Mon Jan 30 16:53:53 CET 2006

The Linux kernel and the GPLv3

Linus Torvalds, founder of the Linux kernel, wrote Wed, 25 Jan 2006 on the LKML:

"The Linux kernel has _always_ been under the GPL v2. Nothing else has ever been valid."


The full story is, that Linus doesn't accept GPLv3 for his kernel. That's why the GPLv3 draft says explicitly:

"Regardless of any other provision of this License, no permission is given to distribute covered works that illegally invade users' privacy, nor for modes of distribution that deny users that run covered works the full exercise of the legal rights granted by this License.".
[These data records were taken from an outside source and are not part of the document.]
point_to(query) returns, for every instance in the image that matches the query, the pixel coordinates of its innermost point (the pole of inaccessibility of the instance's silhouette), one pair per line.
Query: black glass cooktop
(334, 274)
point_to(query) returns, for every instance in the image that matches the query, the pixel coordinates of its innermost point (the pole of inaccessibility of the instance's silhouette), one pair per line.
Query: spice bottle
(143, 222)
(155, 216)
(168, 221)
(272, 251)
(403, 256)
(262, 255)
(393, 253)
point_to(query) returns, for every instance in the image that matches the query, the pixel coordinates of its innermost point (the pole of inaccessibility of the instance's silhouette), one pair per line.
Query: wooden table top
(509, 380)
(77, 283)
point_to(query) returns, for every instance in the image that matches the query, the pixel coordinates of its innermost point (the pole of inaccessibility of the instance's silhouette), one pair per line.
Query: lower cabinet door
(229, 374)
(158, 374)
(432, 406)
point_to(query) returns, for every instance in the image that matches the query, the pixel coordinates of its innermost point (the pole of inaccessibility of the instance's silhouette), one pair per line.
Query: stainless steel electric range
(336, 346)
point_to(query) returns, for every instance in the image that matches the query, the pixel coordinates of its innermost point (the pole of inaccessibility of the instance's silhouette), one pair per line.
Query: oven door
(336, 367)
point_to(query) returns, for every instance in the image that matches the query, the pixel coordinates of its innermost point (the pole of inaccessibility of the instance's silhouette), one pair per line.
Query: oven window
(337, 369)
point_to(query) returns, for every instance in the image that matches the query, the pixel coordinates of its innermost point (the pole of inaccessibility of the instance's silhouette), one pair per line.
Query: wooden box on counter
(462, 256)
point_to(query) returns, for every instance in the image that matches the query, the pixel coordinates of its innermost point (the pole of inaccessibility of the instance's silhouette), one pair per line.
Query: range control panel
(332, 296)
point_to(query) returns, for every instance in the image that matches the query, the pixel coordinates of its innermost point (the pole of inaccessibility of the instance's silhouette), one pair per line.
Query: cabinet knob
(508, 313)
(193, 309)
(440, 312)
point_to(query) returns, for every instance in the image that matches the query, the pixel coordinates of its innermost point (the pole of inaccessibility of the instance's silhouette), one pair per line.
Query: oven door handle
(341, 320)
Even you had to open private keys (for the DRM) so that every user can run your program propperly. That's something Linus doesn't want.

Linus wrote on the LKML furthermore: "The Linux kernel has never stated that [GPLv2 or any later version] in general. Some authors have chosen to use the suggested FSF boilerplate (including the 'any later version' language), but the kernel in general never has."

So seems like Linux never goes GPLv3 or to say it in other words, the FSF goes with the GPLv3 an other way then Linus wantes to go...

Some links about this topic:

At the end: I don't believe in things Linus said in his posting. The GPLv2 says (and Linus copied it into his COPYING file): "If the Program does not specify a version number of this License, you may choose any version ever published by the Free Software Foundation."(9.)

I think parts of Linux may be redistributed and modified under the GPLv3 as well... but this may happen to the whole kernel, too.